Subject: Re: RemapGlyph()
From: Andrew Dunbar (hippietrail@yahoo.com)
Date: Wed Jun 20 2001 - 23:53:16 CDT
> ad> Can somebody please explain the role of GR_Graphics::remapGlyph()?
> ad> It converts zero-width characters into "degree" symbols. This is
> ad> the cause of Bug 1518. Why do we do this?
>
> ms> I'm fighting with this too. Symbol fonts have major problems being
> ms> printed on Gtk. I suspect that something even more serious is
> ms> happening with them too.
>
> ms> Twice I've saved a test document with symbol fonts and both have
> ms> turned up as "bogus documents". I suspect we problems in our
> ms> import/exporters.
>
> Whoa, Nellie. I think there are three different things in this one
> Q&A.
>
> 1. What does remapGlyphs actually do? I'll come back to tha, below.
>
> 2. Printing under Gtk. My guess is that this is a specific print
> driver problem. Since remapGlyphs only comes into play when a
> character has a zero-width glyph, it can't be the source of this
> problem unless Gtk printing can somehow do something more appropriate
> with zero-width glyphs.
>
> 3. Bogus documents for documents with symbol fonts. I think you're
> right about the exporter being the problem, though I thought this had
> been fixed at least a couple months ago (I still think that). It was
> first noticed that the *.abw exporter was exporting smart quote
> characters as some other strange thing. My assumption is that other
> non-Latin1 characters would get similar treatment.
My guess is that any or all of these could be due to character
set encodings and font encoding. I understand that the old symbol
fonts had an encoding (or code page) all their own. So just as
we have converters for iso-8859-1 etc we need one for the symbol
font. I believe this is also an issue in the RTF import/export
for symbol fonts.
> OK, so what is remapGlyphs all about? Here is a description I sent to
> someone about a year ago (so some things in the code base may have
> changed since then).
Ah thanks for this description (:
> ================================================================
> On some platforms, and for some fonts, there are glyphs missing at
> positions of interest. In particular, the fonts supplied with Abi on
> Unix only have glyphs among the first 256 positions (ie, 8 bits).

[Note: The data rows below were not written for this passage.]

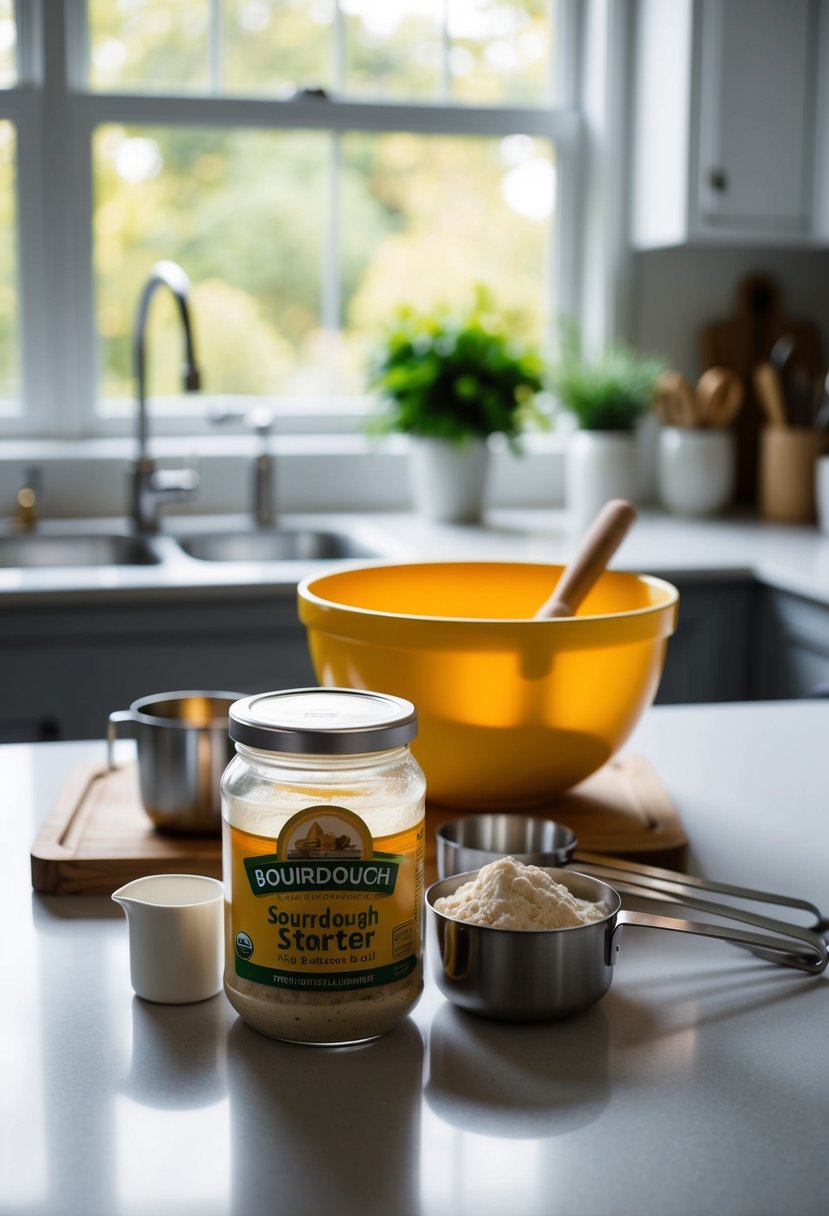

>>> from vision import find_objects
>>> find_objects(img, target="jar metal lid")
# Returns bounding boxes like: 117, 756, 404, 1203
229, 688, 417, 755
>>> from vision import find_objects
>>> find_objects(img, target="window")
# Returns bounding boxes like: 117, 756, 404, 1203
0, 0, 580, 435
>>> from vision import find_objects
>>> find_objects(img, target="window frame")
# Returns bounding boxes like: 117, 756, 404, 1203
0, 0, 585, 439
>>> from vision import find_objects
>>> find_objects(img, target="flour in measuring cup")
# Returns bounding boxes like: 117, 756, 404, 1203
434, 857, 609, 929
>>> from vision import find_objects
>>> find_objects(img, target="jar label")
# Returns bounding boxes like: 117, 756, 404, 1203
224, 806, 424, 991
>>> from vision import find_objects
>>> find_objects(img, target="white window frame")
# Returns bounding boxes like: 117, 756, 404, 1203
0, 0, 585, 439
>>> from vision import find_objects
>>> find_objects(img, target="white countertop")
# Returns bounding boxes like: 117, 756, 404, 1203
0, 510, 829, 608
0, 695, 829, 1216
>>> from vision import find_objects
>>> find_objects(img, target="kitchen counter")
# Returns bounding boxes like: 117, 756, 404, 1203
0, 510, 829, 607
0, 705, 829, 1216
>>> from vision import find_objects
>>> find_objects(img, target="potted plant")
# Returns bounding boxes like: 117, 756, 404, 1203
551, 326, 665, 528
368, 295, 546, 523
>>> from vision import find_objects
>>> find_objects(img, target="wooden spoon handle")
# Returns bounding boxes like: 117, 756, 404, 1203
754, 364, 789, 427
697, 367, 743, 427
534, 499, 636, 620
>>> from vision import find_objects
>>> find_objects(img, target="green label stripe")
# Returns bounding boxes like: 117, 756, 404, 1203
244, 852, 404, 895
236, 955, 417, 992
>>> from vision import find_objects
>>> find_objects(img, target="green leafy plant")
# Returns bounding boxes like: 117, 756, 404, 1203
551, 326, 665, 430
368, 288, 546, 450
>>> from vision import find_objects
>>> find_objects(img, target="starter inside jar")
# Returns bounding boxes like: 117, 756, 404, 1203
224, 768, 424, 1046
225, 961, 423, 1047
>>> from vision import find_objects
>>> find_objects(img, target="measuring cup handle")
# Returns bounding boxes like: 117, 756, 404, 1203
607, 910, 829, 975
107, 709, 132, 770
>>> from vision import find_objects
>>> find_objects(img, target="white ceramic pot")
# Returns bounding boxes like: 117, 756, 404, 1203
408, 435, 489, 523
565, 430, 639, 531
656, 427, 737, 516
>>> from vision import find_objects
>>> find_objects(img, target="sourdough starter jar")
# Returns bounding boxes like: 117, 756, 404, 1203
221, 688, 425, 1043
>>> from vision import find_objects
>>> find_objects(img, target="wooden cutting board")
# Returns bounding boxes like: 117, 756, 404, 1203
32, 755, 688, 895
700, 274, 825, 503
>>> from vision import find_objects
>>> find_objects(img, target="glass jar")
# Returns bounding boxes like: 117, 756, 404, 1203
221, 688, 425, 1045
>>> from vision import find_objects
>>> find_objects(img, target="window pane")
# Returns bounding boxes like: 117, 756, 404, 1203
89, 0, 210, 92
0, 122, 21, 415
0, 0, 17, 89
342, 0, 444, 101
85, 0, 553, 105
449, 0, 552, 105
94, 125, 331, 406
342, 134, 556, 392
224, 0, 334, 96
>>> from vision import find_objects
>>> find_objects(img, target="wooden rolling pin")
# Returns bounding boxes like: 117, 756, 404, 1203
534, 499, 636, 620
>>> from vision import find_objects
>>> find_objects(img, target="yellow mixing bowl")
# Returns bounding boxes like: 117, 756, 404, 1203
298, 562, 679, 810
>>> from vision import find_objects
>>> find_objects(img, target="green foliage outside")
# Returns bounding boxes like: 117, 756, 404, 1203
368, 291, 543, 447
0, 0, 556, 409
551, 325, 665, 430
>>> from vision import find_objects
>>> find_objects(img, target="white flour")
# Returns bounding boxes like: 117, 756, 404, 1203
434, 857, 608, 929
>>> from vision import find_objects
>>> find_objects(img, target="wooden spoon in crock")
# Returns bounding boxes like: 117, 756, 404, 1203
534, 499, 636, 620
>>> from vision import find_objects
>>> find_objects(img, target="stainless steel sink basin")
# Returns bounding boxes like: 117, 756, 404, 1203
177, 529, 378, 562
0, 533, 160, 569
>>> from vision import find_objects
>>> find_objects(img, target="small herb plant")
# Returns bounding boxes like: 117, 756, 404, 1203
551, 327, 665, 430
368, 288, 546, 450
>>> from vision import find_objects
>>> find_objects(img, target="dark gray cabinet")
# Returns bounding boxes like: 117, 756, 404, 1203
0, 575, 829, 743
0, 595, 315, 742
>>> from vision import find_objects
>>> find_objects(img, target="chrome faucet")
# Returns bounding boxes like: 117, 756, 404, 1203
130, 261, 201, 533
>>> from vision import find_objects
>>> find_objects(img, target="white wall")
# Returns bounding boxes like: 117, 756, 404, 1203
631, 247, 829, 377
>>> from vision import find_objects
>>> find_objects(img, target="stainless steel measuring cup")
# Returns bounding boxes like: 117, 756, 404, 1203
107, 691, 243, 835
427, 815, 829, 1021
425, 867, 828, 1021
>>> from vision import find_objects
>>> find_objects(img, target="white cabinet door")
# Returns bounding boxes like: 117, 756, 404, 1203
699, 0, 817, 232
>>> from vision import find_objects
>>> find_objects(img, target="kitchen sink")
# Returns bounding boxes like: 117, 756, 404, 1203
176, 529, 379, 562
0, 533, 160, 568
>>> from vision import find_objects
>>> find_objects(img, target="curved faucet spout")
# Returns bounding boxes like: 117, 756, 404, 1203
132, 261, 201, 460
131, 261, 201, 533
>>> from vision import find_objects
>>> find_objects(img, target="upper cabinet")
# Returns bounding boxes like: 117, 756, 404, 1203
631, 0, 816, 249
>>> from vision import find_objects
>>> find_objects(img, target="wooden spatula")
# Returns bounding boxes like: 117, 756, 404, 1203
534, 499, 636, 620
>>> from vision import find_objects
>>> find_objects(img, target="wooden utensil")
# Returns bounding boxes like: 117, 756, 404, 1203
534, 499, 636, 620
697, 367, 744, 427
654, 372, 699, 427
752, 364, 789, 427
700, 274, 825, 502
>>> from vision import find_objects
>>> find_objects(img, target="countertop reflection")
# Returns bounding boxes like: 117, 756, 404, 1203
0, 702, 829, 1216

> That means that any Unicode characters >=256 will be measured and
> rendered as zero-width characters. This can be somewhat confusing to
> the average user.
Is it due X or the fonts or AbiWord that missing characters are
classed as zero-width characters?
> The most common case of this is in the use of "smart quotes" in
> documents imported from MSWord. Abi MSWord and RTF importers
> correctly translate the characters to the appropriate Unicode
> characters positions, but they are all in the U+20xx range.
The MS western encoding contains characters that ISO-8859-1 does
not. "Smart quotes" are the most obvious. Importing must always
pass through iconv/mbtowc since Abi uses Unicode natively.

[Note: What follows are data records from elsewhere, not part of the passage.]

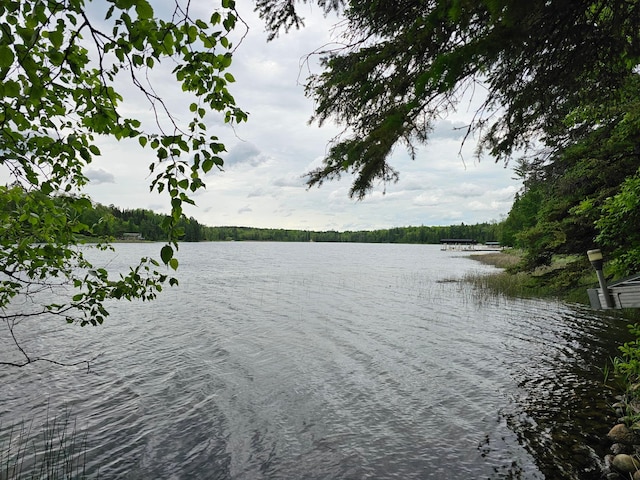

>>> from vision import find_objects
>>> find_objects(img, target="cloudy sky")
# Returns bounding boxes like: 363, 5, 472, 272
80, 0, 520, 231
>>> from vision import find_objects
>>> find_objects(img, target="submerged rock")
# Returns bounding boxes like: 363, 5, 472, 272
607, 423, 640, 445
611, 443, 634, 455
613, 453, 640, 473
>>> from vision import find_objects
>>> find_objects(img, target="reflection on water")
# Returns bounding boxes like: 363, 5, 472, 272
0, 243, 625, 479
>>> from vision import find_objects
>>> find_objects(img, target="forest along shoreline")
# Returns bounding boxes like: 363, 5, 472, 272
463, 250, 640, 480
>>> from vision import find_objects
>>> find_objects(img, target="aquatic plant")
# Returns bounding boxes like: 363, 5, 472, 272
0, 412, 89, 480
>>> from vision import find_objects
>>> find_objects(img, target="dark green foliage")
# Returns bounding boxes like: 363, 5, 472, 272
202, 223, 500, 244
257, 0, 640, 198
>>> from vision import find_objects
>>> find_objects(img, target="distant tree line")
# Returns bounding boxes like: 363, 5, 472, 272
79, 204, 502, 244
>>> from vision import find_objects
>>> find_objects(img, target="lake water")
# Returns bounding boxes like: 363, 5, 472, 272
0, 242, 627, 479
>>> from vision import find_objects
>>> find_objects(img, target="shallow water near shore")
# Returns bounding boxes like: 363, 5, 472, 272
0, 242, 627, 479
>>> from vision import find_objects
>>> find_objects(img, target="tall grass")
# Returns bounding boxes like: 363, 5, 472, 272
0, 412, 89, 480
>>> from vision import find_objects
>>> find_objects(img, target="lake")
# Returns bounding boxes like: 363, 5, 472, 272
0, 242, 627, 479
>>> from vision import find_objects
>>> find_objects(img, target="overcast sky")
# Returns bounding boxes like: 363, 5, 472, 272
79, 0, 520, 231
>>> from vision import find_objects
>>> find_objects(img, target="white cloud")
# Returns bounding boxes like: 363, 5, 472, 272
85, 168, 116, 185
80, 0, 519, 230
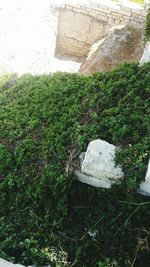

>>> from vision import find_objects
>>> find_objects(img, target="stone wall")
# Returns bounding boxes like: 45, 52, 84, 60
55, 3, 146, 59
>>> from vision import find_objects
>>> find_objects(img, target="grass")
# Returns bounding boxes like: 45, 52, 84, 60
0, 63, 150, 267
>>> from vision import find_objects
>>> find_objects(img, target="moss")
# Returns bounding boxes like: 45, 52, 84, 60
0, 63, 150, 267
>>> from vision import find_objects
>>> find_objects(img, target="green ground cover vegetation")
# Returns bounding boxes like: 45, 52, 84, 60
0, 63, 150, 267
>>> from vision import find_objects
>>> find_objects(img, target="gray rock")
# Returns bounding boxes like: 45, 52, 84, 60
0, 259, 24, 267
74, 139, 124, 189
79, 25, 144, 75
139, 159, 150, 196
140, 42, 150, 65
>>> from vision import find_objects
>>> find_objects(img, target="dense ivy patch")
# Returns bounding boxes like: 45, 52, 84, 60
0, 64, 150, 267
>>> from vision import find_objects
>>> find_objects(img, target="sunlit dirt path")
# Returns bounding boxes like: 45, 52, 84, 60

> The remapGlyphs feature provides preference values for which
> characters to show instead of invisible characters. The remapping is
> done only for display/printing purposes; the document itself is not
> changed. The default preferences will only do the remapping if the
> character is actually zero-width in the font being used, remappings
> are provided for the four Unicode curly quote characters, and there is
> a default remapping for any other characters that happen to come up
> zero-width.
Now we have a problem. Missing characters and zero-width characters
are not the same thing. Unicode contains many zero-width combining
characters which are fully visible. Typically accent marks which
render over the previous letter. Vietnamese also uses these even in
8 bit encodings.
This type of remapping for unsupported characters is known as
"transliteration" where we attempt to find the next best thing.
A regular "a" in place of an "á" for example. Abiword has limited
code for this in XAP_EncodingManager::approximate() which also
handles smart quotes. libiconv has beautiful support for
transliteration. I recommend we distinguish between missing and
zero-width characters, and centralize transilteration.
> AbiWord 0.7.10 had some other distracting character spacing problems,
> so the best way to see the difference is to use a recent Unix build
> and view a document with smart quotes (easiest is to import a simple
> MSWord document, but I have attached a somewhat messy document I've
> been testing with) with the preference value turned on and off.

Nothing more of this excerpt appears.